From A Guide to Innovative Tree Farming in the Pacific Northwest by Mike Dubrasich. 2005. Whirlwind Press. For a hard copy of the book ($10 - includes shipping) please contact W.I.S.E. [here].

Best of the Best: Sword Fern (Polystichum munitum)

Runner-Up: Stinging Nettle (Urtica dioica ssp. gracilis)

Herbaceous plants are low-growing and non-woody, about as far from being trees as a plant can get. Most commercial herbaceous plants are more efficiently grown by row-cropping, or as nursery plants, not as tree farm crops. Nevertheless, innovative tree farmers also grow certain commercially valuable herbaceous plants that thrive in shade, and are easy to grow, harvest, and market.

Sword Fern

Sword ferns occur naturally in forests from Alaska to California and east to Montana, although they are more abundant in forests west of the Pacific Crest. Sword ferns survive in full sun (after clearcutting, for instance) but attain their best growth in shade.

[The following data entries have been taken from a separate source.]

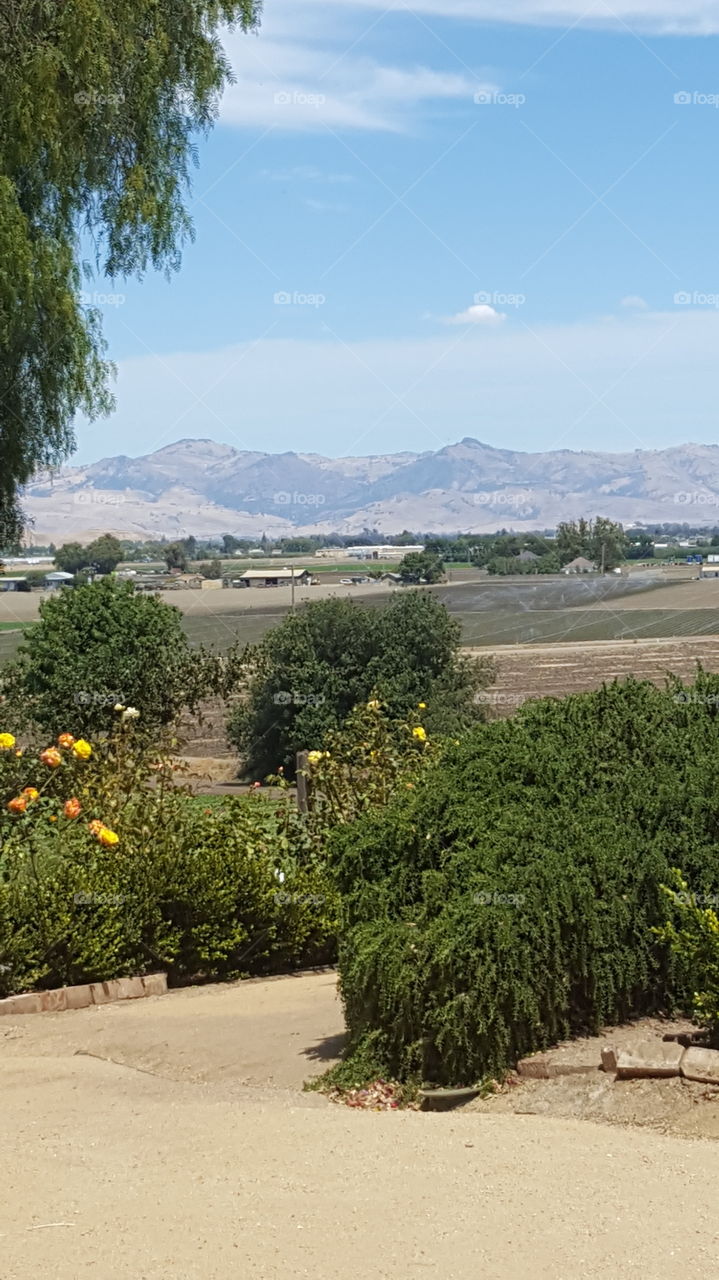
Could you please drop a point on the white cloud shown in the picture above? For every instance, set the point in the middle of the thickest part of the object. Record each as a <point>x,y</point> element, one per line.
<point>477,314</point>
<point>284,82</point>
<point>640,380</point>
<point>660,17</point>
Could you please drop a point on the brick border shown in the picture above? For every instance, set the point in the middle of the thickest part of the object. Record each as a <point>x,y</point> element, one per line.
<point>82,997</point>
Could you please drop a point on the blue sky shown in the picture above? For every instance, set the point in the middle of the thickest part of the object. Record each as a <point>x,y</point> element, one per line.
<point>486,218</point>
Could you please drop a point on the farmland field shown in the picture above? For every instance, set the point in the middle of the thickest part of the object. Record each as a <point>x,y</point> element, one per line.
<point>494,612</point>
<point>557,670</point>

Sword ferns have two markets: as live plants or as cut fronds for floral greenery. Nurseries, not tree farms, are the best places to grow live plants for commercial sale. Tree farms are good places to grow sword ferns for their fronds. Fresh-cut fronds are sold to domestic florists and international floral brokers. The market for Pacific Northwest sword fern fronds is truly world-wide.

One caveat tree farmers should be aware of is that the U.S. Forest Service currently encourages sword fern picking on public forests by commercial gatherers. This sad policy is harmful to the forests and harmful to the pickers. The tragic consequences are too numerous to detail here. One consequence, however, is that the ill-conceived Federal harvest depresses sword fern frond prices.